Mehmed NİYAZİ 13 Aralık 2006

Nuh Tufanı’na, Babil Kulesi’nin inşaatına, Hz. İbrahim’in Peygamber oluşuna, Hz. Musa’ya yazılı kanunların bildirilişine dair verilen tarihlerden anlaşıldığı üzere Hz. Adem’in yaratılmasıyla, Hz. İsa’nın doğumu arasında Kitab-ı Mukaddes’in İbranice metninde 4004 yıl, Yunanca metninde ise 5500 yı geçtiği hesaplanmaktadır. Tarihi araştırmalar geliştirilince, bu rakamların doğru olmadıkları anlaşıldı. Dünyanın sabit, güneşin onun etrafında döndüğü gibi, diğer doğru bilinen yanlışlar da ortaya çıkınca elde edilen bilgilerden haberdâr olanların dinlerine inançları kalmadı; din onların hayatında sadece bir kültür unsuru olarak devam etti. Dolayısıyla “ümmetler devrini tamamladı, milletler dönemi başladı” görüşünü ileri sürdüler.

Rönesansla doğmaya başlayan ilimler, kiliseye sırt çevirerek geliştikleri için ilk başta dinin yerini alacakları zannedildi. Hıristiyanlığın insanlığı kurtaracağı inancı karşısında, ilmin kurtaracağı inancı doğdu. Saint-Simon’dan beri ileri sürülen, bütün cemiyetlerin teolojik ve metafizik safhadan geçtikten sonra, pozitivist bir zihniyete ulaşacakları görüşünde de bilhassa Aguste Comte ısrarlıydı. Geleneksel dinlerin modern insan ihtiyaçlarını tatmin edemeyeceğine inanan Comte, pozitivist bir dinin esaslarını kurmaya çalıştı; “Pozitivizm ilmihali” adında bir kitap da yazdı. Nasıl ki teolojik dönemde cemiyete din adamları hâkim ise, pozitivist dönemde ilim adamları hâkim olacaktı. Marksistlerin metodunu benimsemeyen Comte, zora baş vurmaya taraftar değildi. Bu tarihî bir gelişme idi; ister istemez er geç gerçekleşecekti. Geleneksel dinlere saygılı olmasına rağmen Durkheim da cemiyetin artık rasyonalist döneme girdiğine inanıyordu; kanaatine göre de modern cemiyetin ahlâkı dine değil, ilme dayanacaktı. Böylece de yüz yıllardan beri din adına birbirlerini boğazlayan milletler barış dönemine gireceklerdi.

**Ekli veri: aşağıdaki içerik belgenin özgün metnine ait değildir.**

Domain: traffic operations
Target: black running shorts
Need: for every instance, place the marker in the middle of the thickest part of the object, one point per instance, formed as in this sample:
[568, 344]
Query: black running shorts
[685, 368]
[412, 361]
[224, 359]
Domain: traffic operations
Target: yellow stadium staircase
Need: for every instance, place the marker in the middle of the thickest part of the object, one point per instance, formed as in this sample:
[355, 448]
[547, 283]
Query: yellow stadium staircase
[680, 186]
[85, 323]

Avrupa’yı kendilerine örnek alan diğer milletler de, Aguste Comte’un ve Durkheim’in görüşlerini medeniyetin temel esasları saydılar. Batıya yönelen milletlerin aydınları da genellikle ilmî ve teknik gelişme ile pozitivizmin ilim ve ahlâk telakkisini aynı görüyorlardı. Halbuki dinî duygu insanın fıtratında gizlidir. İnsan, hayatında değişen değerlerin karşısında değişmeyen değerler arar; doğum ve ölüm arasında sıkışıp kalmaktan kurtulmak, ebedî olmak ister. Tarihte ilim seviyesi hiç mertebesinde cemiyetler görülmüş, ama dinsiz cemiyetler görülmemiştir. Sovyetler Birliği’nde cemiyetin bütününden tecrit edilerek dinsiz yetiştirilmek istenen bir topluluk, eski dinlerini unutmuş, fakat bu kere puta tapmaya başlamış. Bunlar bize insanların dinlerden bir başka sisteme değil, bir dinden diğer dine, adı din olmasa da, o fonksiyonu ifa eden bir başka sisteme geçtiğini, din duygusunun veya ihtiyacının hiçbir zaman yol olmadığını göstermektedir. İnsan fıtratından dolayı din, insanlık tarihi ile yaşıttır; son insana kadar devam edeceği de açıktır.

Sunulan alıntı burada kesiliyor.